Scroll Top

5 Steps to Get from On-Prem to Hybrid and Multi-Cloud

Blog_0818_Image

With the convergence of THE CLOUD, the network and IT services, what is the best way to migrate from on-prem to hybrid and multi-cloud?

Agility in responding to change has never been more critical to business success—and cloud is how most organizations achieve greater flexibility and scalability. In fact, hybrid and multi-cloud have become the norm, with the cloud, the network and IT services  converging.1

However, many organizations have had challenges with the cloud, especially when it comes to cost control and security. They have also struggled with performance issues with cloud migrations that were rushed—a common occurrence with the recent pandemic—or executed before the organization had developed the necessary knowledge and skill sets to be truly successful.
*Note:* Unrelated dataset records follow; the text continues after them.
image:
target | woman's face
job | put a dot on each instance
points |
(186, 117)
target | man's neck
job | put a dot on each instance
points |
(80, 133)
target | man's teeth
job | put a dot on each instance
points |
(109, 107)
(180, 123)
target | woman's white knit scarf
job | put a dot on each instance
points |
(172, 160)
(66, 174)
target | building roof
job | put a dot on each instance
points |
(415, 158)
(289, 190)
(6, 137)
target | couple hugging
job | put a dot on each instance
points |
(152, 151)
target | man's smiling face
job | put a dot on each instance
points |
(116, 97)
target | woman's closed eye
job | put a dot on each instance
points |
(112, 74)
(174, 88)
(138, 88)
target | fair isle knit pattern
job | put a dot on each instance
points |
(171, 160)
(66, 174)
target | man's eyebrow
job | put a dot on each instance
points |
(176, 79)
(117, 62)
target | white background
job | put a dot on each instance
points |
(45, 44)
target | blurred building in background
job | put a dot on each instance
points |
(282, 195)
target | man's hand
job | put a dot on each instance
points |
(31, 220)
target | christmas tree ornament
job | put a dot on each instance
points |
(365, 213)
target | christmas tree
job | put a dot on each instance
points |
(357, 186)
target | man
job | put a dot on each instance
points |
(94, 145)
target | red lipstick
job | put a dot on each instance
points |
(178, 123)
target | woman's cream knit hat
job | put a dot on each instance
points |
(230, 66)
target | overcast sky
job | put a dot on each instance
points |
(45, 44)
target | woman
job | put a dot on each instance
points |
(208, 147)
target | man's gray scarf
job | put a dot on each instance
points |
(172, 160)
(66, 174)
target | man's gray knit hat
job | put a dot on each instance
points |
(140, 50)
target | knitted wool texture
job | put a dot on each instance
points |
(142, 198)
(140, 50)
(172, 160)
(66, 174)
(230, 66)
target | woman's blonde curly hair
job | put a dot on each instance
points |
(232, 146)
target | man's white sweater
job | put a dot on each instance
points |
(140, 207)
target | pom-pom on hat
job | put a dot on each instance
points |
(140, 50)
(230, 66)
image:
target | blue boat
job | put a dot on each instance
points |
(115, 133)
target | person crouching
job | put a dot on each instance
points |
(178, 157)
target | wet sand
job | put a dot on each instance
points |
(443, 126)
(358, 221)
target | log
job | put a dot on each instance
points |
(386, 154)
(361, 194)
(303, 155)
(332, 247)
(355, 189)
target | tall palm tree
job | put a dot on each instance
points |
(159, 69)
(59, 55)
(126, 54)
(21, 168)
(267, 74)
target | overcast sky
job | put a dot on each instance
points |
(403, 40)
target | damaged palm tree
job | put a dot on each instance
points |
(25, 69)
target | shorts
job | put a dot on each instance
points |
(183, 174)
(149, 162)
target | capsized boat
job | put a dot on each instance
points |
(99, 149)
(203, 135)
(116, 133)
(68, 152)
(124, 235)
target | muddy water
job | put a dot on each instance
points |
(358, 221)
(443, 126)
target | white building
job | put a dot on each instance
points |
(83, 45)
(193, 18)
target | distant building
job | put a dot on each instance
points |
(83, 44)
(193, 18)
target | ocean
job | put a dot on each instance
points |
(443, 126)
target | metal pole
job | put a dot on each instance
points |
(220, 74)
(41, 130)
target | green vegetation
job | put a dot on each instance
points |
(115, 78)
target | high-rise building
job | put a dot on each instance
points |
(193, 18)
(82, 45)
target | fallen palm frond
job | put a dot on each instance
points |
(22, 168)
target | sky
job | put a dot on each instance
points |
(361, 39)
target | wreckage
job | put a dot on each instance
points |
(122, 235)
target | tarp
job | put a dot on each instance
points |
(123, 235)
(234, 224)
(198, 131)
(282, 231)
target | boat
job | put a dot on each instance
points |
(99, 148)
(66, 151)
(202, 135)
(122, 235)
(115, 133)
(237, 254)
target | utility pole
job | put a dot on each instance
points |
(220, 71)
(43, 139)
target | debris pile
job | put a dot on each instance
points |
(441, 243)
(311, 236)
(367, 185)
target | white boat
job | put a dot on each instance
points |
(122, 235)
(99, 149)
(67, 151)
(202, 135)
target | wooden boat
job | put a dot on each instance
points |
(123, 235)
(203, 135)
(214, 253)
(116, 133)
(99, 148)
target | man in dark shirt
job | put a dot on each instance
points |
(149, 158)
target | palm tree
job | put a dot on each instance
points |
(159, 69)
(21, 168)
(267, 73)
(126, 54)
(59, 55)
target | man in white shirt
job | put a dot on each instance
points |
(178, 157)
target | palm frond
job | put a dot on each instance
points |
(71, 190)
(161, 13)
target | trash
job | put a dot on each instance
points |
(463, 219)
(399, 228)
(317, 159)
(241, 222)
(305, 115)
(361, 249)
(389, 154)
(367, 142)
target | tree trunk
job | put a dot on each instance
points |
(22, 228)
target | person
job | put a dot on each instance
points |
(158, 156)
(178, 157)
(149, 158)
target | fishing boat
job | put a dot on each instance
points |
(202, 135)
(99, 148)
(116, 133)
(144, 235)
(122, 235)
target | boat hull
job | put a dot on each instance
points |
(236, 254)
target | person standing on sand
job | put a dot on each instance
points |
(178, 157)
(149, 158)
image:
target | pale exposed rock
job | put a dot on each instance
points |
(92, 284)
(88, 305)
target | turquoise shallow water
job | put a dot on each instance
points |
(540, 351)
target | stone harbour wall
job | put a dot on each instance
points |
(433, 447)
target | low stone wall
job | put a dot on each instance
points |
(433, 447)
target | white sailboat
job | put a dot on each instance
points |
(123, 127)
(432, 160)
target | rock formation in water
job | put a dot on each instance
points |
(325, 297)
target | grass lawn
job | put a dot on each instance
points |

In fact, a recent study showed that 39% of companies moving to the cloud actually lost their competitive edge as an IT organization, instead of gaining it.1

The approximately 20% of workloads that have already been moved to public cloud were the easiest to migrate, which means the harder workloads remain on premise, many awaiting migration—albeit with the promise of greater impact and advantage.1 In addition, the cloud, the network and IT services are converging, and hybrid and multi-cloud has become the norm, which means any cloud transformation must take into account co-existence, flexibility and portability.1

Clearly, moving from on-prem to hybrid cloud, while challenging, is absolutely necessary to survive unprecedented change and to compete in the future. Many companies find themselves in the position of having to fix current deployments, while they move more workloads into the hybrid cloud. One of the keys to cloud success lies in the interplay between network experts and cloud experts.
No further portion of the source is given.